Das Gelände rund den Schornstein der ehemaligen Tonwarenfabrik
Einen Monat später rückten die Handwerker an – die sich schließlich mehr Gebäudeteile vornahmen, als ursprünglich geplant. „Die Sache hat sich ein bisschen ausgewachsen“, räumt Huber ein. Nun ist über dem Sudhaus auch noch ein Bräustüble eingerichtet worden, an dem an drei Abenden in der Woche sowie am Wochenende eigenes Bier ausgeschenkt und ein bodenständiges Speisenangebot gemacht wird.
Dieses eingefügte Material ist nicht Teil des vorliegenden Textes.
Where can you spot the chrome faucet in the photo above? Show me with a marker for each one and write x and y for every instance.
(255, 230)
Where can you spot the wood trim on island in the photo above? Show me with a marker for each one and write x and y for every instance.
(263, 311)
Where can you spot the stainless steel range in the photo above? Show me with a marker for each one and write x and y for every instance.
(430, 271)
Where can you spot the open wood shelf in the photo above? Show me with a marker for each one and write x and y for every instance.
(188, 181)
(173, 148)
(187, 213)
Im Frühjahr soll dann noch eine Freiluftgastronomie hinzukommen. Unter dem teilweise erhaltenen Fabrikkamin wird ein Biergarten eröffnet.
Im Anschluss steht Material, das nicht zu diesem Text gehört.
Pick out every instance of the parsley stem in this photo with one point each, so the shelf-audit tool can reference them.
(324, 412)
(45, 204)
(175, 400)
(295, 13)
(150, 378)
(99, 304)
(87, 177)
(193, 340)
Natürlich wird Andreas Huber wie nahezu seine gesamte Familie auch hinter dem Zapfhahn stehen, dennoch will er sich vornehmlich um die Herstellung seiner Biere kümmern. Neben den Standardsorten „Weissacher Woiza“ und dem hellen „Schnätterle“ will der 28-jährige Braumeister als Spezialitäten saisonale Biere ansetzen. Aktuell abgefüllt ist die Weissacher Heimat, ein India Pale Ale mit intensiven Hopfennoten. Aber auch limitierte Raritäten kann man in Auftrag geben. Wie etwa die evangelische Gemeinde, für deren dreitägige Veranstaltung Andreas Huber im Lutherjahr den „Reformator“ kreiert hat. Eigentlich war ein historisch entsprechendes dünnes Rauchbier angedacht. Am Ende ist es ein naturtrüber Doppelbock geworden. Die zwischenzeitliche Sorge, dass das Gebräu nicht genügend Abnehmer finden würde, war übrigens völlig unbegründet. Schon nach dem ersten Abend war die Hälfte der Charge ausgetrunken.